Multi-element flow-driven spectral chaos (ME-FSC) method for uncertainty quantification of dynamical systems
Hugo Esquivel, Arun Prakash, Guang Lin

TL;DR
The paper introduces the ME-FSC method, an extension of the flow-driven spectral chaos approach, designed to efficiently handle discontinuities and long-term uncertainty quantification in stochastic dynamical systems.
Contribution
It develops a multi-element spectral chaos method that partitions the probability space to better address discontinuities and nonlinearities in stochastic systems.
Findings
Effective in handling discontinuous stochastic systems
Accurately captures long-time system responses
Achieves low computational cost
Abstract
The flow-driven spectral chaos (FSC) is a recently developed method for tracking and quantifying uncertainties in the long-time response of stochastic dynamical systems using the spectral approach. The method uses a novel concept called 'enriched stochastic flow maps' as a means to construct an evolving finite-dimensional random function space that is both accurate and computationally efficient in time.
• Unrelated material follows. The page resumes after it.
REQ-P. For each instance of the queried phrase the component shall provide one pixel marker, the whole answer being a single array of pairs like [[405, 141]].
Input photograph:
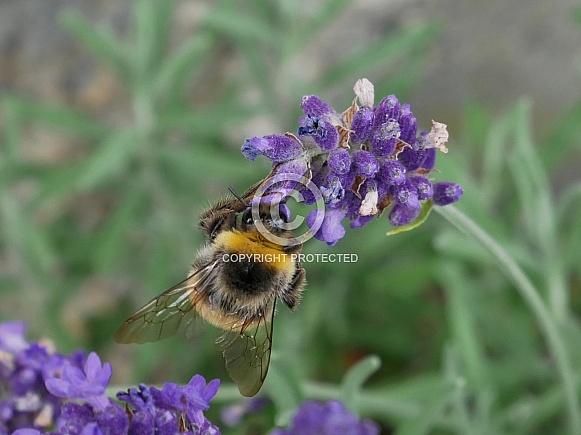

In this paper, we present a multi-element version of the FSC method (the ME-FSC method for short) to tackle (mainly) those dynamical systems that are inherently discontinuous over the probability space. In ME-FSC, the random domain is partitioned into several elements, and then the problem is solved separately on each random element using the FSC method. Subsequently, results are aggregated to compute the probability moments of interest using the law of total probability. To demonstrate…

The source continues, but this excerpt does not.